Jervonte Jackson (born September 20, 1986) is an American former football defensive tackle. He was signed by the Philadelphia Eagles as an undrafted free agent in 2009. He played college football at Florida Atlantic.

Jackson was also a member of the Jacksonville Jaguars, Detroit Lions, Billings Outlaws, Omaha Beef, Montreal Alouettes, and Nebraska Danger.

==Early life==
Jackson attended North Miami Beach High School in Miami, Florida where he played football under Coach Bertani. Jackson lettered in track and field, basketball and football. In football, he played on the offensive line and defensive line. As a senior, he had 11.5 sacks and 45 tackles along with 43 pancakes on the offensive line. He earned second-team All-Dade honors as a senior.

==College career==
After high school, Jackson played college football at Florida Atlantic University from 2004-2008. As a freshman in 2004, he was redshirted in order to gain experience and size. In 2005, he played in every game for the Owls, and made 38 tackles along with one forced fumble, three hurries and a blocked pass and kick. In 2006, Jackson played and started in every game. He led all defensive linemen with 46 total tackles and had three sacks, two forced fumbles and three broken-up passes. In 2007, he had 28 total tackles and two sacks. As a senior in 2008, he had 41 tackles and 1.5 sacks and was named a first-team All-Sun Belt selection.

==Professional career==

===Pre-draft===
Jackson was not invited to the NFL Combine and was only able to work out at Florida Atlantic's Pro Day.

Pre-draft measurables
| Height | Weight | 40-yard dash | 10-yard split | 20-yard split | 20-yard shuttle | Three-cone drill | Vertical jump | Broad jump | Bench press |
| 6 ft 3 in (1.91 m) | 300 lb (136 kg) | 5.07 s | 1.68 s | 2.96 s | 4.78 s | 7.57 s | 23+1⁄2 in (0.60 m) | 8 ft 2 in (2.49 m) | 21 reps |
All values from Pro Day workout

===Philadelphia Eagles===
Jackson was undrafted in the 2009 NFL draft and was signed by the Philadelphia Eagles on May 18, 2009. He was waived on August 4.

===Jacksonville Jaguars===
Jackson signed with the Jacksonville Jaguars on August 26, 2009 when the team waived defensive end Jeremy Mincey.
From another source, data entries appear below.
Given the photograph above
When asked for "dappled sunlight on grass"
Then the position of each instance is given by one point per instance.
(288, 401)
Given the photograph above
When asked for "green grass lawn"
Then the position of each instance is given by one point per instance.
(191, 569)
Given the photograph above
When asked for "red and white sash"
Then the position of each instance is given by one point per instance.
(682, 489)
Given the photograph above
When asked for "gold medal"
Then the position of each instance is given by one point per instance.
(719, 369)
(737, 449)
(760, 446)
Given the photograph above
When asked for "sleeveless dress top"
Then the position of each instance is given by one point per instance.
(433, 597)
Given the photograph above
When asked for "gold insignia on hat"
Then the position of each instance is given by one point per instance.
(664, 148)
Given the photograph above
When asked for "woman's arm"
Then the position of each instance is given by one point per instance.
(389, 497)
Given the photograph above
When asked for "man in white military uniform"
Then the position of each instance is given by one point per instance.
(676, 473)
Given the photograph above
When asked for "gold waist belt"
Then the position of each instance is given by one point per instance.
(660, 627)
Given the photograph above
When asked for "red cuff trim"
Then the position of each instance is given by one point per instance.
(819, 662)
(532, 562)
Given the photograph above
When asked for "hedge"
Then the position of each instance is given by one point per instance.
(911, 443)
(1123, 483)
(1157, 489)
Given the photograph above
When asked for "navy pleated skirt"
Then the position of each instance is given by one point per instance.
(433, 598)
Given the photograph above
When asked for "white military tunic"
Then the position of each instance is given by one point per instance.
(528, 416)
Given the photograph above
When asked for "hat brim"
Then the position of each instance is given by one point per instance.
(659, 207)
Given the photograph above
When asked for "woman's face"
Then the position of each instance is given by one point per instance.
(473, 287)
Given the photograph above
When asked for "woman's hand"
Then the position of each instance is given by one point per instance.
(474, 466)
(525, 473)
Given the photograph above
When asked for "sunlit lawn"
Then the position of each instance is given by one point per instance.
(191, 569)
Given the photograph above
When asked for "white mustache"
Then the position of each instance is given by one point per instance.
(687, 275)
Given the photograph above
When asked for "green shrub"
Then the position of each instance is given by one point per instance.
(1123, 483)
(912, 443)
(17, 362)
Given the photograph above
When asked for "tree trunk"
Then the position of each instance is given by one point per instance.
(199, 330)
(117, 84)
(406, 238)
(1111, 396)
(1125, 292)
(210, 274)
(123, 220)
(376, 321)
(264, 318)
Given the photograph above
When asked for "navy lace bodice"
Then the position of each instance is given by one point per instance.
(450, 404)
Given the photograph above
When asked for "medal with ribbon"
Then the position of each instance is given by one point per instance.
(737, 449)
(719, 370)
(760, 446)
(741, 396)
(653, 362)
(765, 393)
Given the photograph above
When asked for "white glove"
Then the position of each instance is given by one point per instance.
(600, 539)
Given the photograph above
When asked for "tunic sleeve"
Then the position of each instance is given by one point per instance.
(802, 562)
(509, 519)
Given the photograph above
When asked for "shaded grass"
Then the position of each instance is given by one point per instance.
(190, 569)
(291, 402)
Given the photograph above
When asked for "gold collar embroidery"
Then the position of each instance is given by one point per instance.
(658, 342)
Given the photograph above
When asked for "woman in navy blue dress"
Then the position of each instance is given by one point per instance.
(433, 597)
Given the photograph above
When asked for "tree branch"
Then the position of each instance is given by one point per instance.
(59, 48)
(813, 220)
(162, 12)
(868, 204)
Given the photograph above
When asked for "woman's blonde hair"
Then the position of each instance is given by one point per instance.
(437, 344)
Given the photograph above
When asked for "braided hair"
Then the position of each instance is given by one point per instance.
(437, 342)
He was waived on the first day of roster cuts on September 1.

===Detroit Lions===
Jackson was signed to the Detroit Lions practice squad on October 12, 2009. He was released on October 20.

===Omaha Beef===
Jackson was signed by the Omaha Beef of the Indoor Football League on December 1, 2010.

===Montreal Alouettes===
He was signed by the Montreal Alouettes of the Canadian Football League. He was released by the Alouettes on July 21, 2011.

===Nebraska Danger===
He was signed by the Nebraska Danger of the Indoor Football League and has played for the team since 2012.

==Personal life==
Jackson has four sisters and seven brothers, one of which is Philadelphia Eagles offensive lineman Jamaal Jackson, who is his half-brother. At Florida Atlantic University, he majored in health administration.